La fragilidad del organismo humano al nacer, nuestra debilidad, frente a la definida constitución de otras especies animales, nos convierte en individuos en extremo dependientes del cuidado; no podemos desarrollarnos sin ser moldeados por otros seres humanos a través del proceso de socialización que llevarán a cabo la familia, la escuela, etcétera.
Para formar nuestra personalidad y el reconocimiento de la propia identidad es preciso haber dispuesto de espejos en los que contemplarnos durante el camino, y estos serán los otros, aquellos que nos han mirado con cariño incondicional. Es como si los humanos compartiésemos un espíritu común que se nos ha confiado y que constituye la savia que recorre los árboles de nuestra interioridad; esta se hallará seca e inválida sin esa sustancia que la riega para que pueda crecer y alcanzar su desarrollo. A pesar de las diferencias, nos une un núcleo generador que no es más que las múltiples caras del afecto.
Nada puede hacernos más daño que el abuso, el abandono, la incomprensión que llega por parte de otro —más aún si es alguien importante para la subjetividad en formación y se produce en la infancia—. Los árboles de un bosque comparten raíces subterráneas, las nuestras son más volátiles —a veces van por las nubes—, se rellenan de sueños y es difícil no traicionar la fantasía. El grado de delicadeza que se precisa para educar no es siempre imaginable.
Si el daño se ha producido, al llegar a adultos seremos capaces, con nuestra decisión, de recuperarnos; querer superarlo ya es un avance. Esto lo expone, desde la psiquiatría, Anabel González en su libro No soy yo. Es necesario poder recordar los episodios de nuestra vida con normalidad, desbloqueando emociones que, aunque permanezcan ocultas, no dejarán de estar presentes. El trauma ha sido causado por un vínculo, curiosamente la recuperación será posible al crear vínculos nuevos, relaciones. Por medio del trato con otras personas «...vamos dejando que el aire del presente ventile esas memorias antiguas»; las emociones detenidas deberán incorporarse, desde el cuidado, al torrente regenerador de las nuevas experiencias que formarán parte del camino de la vida.

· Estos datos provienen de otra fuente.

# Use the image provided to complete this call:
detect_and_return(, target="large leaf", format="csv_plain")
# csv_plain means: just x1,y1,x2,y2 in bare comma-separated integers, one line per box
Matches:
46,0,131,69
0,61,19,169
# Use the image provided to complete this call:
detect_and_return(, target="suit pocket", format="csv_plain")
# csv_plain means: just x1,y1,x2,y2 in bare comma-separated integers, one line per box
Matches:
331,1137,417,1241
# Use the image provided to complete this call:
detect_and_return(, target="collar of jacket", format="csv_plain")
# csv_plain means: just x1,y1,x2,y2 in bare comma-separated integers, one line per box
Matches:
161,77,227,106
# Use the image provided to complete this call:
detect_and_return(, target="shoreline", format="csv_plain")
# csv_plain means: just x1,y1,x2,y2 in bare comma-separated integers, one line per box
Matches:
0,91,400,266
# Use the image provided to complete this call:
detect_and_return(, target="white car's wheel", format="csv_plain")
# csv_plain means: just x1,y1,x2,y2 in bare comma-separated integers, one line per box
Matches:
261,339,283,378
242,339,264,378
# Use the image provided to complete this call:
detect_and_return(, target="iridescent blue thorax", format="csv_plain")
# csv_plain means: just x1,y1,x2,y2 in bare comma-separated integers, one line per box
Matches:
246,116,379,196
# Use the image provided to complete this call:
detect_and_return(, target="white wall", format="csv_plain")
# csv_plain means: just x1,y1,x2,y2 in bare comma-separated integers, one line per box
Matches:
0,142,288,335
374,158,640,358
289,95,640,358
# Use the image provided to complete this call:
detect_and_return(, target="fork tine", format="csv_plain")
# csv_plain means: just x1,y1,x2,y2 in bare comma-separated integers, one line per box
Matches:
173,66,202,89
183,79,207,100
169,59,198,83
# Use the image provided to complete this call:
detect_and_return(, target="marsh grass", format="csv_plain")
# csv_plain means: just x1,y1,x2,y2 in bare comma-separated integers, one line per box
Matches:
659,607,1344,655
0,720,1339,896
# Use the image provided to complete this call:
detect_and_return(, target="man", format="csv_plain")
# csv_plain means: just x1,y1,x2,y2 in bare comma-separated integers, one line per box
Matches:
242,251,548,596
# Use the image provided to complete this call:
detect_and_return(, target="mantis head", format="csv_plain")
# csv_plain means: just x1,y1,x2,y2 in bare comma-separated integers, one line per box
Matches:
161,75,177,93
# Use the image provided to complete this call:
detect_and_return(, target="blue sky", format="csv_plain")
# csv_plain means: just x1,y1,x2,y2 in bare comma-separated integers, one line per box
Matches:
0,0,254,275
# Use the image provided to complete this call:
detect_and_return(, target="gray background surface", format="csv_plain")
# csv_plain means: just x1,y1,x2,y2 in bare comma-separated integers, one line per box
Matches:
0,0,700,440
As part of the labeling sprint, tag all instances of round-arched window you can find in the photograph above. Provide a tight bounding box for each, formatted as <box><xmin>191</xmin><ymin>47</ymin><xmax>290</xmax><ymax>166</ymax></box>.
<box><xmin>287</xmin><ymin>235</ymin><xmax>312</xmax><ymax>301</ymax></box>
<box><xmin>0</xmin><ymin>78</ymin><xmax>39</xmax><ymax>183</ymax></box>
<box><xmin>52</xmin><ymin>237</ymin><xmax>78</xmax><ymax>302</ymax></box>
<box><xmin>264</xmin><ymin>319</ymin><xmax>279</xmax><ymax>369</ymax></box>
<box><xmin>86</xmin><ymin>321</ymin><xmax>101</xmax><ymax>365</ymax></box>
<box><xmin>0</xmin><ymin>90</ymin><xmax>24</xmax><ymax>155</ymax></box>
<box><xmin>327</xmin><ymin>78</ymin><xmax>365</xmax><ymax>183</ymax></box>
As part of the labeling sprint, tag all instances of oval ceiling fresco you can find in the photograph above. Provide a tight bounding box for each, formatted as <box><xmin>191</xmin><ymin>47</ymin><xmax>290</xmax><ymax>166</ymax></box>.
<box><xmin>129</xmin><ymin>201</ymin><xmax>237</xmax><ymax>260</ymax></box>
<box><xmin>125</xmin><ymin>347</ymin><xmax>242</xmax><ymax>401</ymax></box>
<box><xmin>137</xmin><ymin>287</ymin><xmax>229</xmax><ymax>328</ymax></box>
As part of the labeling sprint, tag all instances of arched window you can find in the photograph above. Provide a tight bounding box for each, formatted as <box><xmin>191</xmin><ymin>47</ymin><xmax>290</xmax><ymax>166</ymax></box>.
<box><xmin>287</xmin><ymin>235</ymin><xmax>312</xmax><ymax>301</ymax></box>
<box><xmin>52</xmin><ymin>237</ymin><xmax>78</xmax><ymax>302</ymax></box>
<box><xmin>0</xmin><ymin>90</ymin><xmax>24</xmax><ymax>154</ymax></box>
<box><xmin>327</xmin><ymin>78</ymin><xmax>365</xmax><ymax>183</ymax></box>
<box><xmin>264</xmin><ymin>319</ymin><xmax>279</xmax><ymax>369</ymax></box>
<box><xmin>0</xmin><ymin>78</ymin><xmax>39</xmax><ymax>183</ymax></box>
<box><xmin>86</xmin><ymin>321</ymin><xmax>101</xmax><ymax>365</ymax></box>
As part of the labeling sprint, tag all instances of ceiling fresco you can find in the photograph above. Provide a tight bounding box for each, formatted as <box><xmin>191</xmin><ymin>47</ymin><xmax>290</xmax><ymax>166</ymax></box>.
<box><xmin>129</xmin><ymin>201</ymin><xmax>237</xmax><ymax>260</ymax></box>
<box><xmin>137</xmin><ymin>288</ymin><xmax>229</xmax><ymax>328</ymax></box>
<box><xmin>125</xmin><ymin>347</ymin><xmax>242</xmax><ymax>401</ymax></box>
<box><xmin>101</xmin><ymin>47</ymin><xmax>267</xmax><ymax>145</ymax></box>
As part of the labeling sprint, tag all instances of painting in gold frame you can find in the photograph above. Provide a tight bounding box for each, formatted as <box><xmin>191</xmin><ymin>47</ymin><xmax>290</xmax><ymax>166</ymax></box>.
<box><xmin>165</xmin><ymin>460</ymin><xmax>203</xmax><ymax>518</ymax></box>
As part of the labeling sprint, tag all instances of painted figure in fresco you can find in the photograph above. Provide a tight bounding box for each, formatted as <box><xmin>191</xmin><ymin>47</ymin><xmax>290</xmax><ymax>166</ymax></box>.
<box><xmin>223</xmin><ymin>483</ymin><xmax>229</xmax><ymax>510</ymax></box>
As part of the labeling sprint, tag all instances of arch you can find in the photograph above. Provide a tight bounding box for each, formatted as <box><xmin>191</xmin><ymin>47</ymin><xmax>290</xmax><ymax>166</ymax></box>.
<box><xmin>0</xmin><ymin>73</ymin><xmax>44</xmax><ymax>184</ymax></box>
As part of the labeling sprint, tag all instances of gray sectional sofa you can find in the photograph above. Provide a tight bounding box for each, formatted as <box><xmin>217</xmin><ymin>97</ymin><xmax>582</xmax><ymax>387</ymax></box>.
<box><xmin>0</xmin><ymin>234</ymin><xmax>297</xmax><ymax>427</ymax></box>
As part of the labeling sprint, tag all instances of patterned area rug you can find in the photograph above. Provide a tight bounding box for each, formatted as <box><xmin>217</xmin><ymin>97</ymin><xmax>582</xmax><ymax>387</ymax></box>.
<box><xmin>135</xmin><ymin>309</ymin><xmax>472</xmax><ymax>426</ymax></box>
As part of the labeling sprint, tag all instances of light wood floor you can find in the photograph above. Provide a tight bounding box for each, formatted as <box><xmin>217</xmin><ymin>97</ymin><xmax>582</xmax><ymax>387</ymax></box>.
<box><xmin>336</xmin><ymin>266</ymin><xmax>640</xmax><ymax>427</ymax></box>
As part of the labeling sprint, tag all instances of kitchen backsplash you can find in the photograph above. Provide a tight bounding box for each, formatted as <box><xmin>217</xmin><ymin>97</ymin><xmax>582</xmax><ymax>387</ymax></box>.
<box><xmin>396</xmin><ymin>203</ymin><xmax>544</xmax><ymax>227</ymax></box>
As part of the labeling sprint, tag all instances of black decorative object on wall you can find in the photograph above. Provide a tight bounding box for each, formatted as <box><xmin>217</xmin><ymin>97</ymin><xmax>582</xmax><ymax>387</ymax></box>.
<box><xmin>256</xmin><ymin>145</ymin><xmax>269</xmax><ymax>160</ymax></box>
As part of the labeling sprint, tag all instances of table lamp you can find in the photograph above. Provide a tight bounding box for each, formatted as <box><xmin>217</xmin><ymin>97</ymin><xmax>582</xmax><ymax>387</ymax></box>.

Puede resultar paradójico afirmar que el peor trauma para un ser humano siempre procede de otro, pero también va a ser otro, otros, los que ayudan a recuperar los cristales rotos del espejo que, al unirlos, nos permitirán volver a mirarnos para reconocernos en la exclusividad de nuestro ser. Como dice Anabel González, «el contacto humano contrarresta el impacto negativo de las experiencias».